A legislação que estabelece novas regras para a proteção de crianças e adolescentes no ambiente digital passa a valer em todo o país a partir desta terça-feira, 17. Conhecida como ECA Digital, a norma cria um marco jurídico voltado à segurança online, proteção de dados e responsabilização de plataformas por conteúdos ilícitos e práticas abusivas.

As medidas se aplicam a qualquer produto ou serviço digital acessível a menores de idade, independentemente do setor ou modelo de negócio. O texto foi sancionado pelo presidente Luiz Inácio Lula da Silva em setembro do ano passado e teve prazo de seis meses para entrar em vigor.

Entre as principais determinações, a lei proíbe a autodeclaração de idade em plataformas restritas a maiores de 18 anos e exige mecanismos de verificação etária mais rigorosos. Redes sociais deverão oferecer versões sem conteúdos inadequados e sem publicidade direcionada, além de vincular contas de usuários menores de 16 anos às de seus responsáveis.

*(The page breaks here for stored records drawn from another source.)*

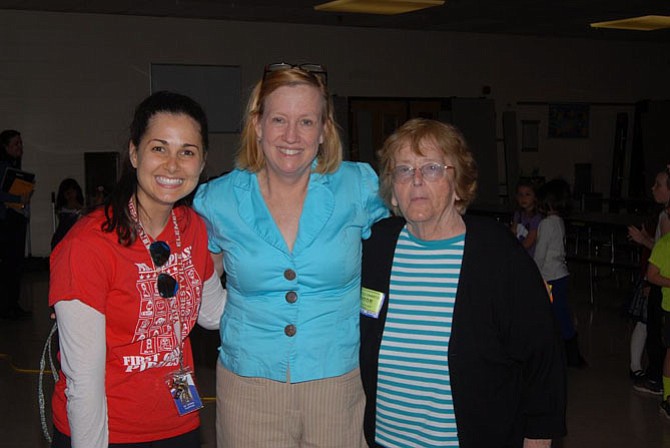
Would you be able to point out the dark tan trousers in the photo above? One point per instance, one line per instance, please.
(261, 413)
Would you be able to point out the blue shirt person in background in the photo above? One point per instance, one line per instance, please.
(288, 225)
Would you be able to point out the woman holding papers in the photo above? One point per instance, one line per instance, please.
(13, 225)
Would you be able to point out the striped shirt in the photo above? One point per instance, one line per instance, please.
(414, 402)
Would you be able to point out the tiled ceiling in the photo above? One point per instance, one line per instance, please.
(557, 18)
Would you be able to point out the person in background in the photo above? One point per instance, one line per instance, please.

A norma também impõe obrigações a diferentes setores digitais. Marketplaces e aplicativos de entrega devem verificar a idade de usuários na compra de produtos como bebidas alcoólicas, cigarros e itens eróticos, bloqueando automaticamente o acesso de menores. Plataformas de apostas ficam proibidas de permitir cadastro ou acesso por crianças e adolescentes.

Serviços de busca terão de sinalizar ou ocultar conteúdos sexualmente explícitos e exigir verificação de idade para liberação. Já provedores de conteúdo pornográfico devem adotar sistemas de checagem etária e remover contas identificadas como pertencentes a menores.

No caso dos jogos eletrônicos, títulos com mecanismos de recompensa, como caixas de itens, deverão restringir o acesso de menores ou disponibilizar versões sem esse tipo de funcionalidade. Plataformas de streaming, por sua vez, devem cumprir a classificação indicativa e oferecer perfis infantis, ferramentas de controle parental e mecanismos de bloqueio.

Empresas com mais de 1 milhão de usuários menores de idade cadastrados terão de apresentar relatórios periódicos detalhando a apuração de denúncias e as medidas adotadas para moderação de conteúdo.

Parte das regras ainda depende de regulamentação. Um decreto com diretrizes complementares deve ser publicado para detalhar pontos como a verificação de idade e a vinculação de contas. Também caberá ao poder público definir procedimentos específicos de fiscalização.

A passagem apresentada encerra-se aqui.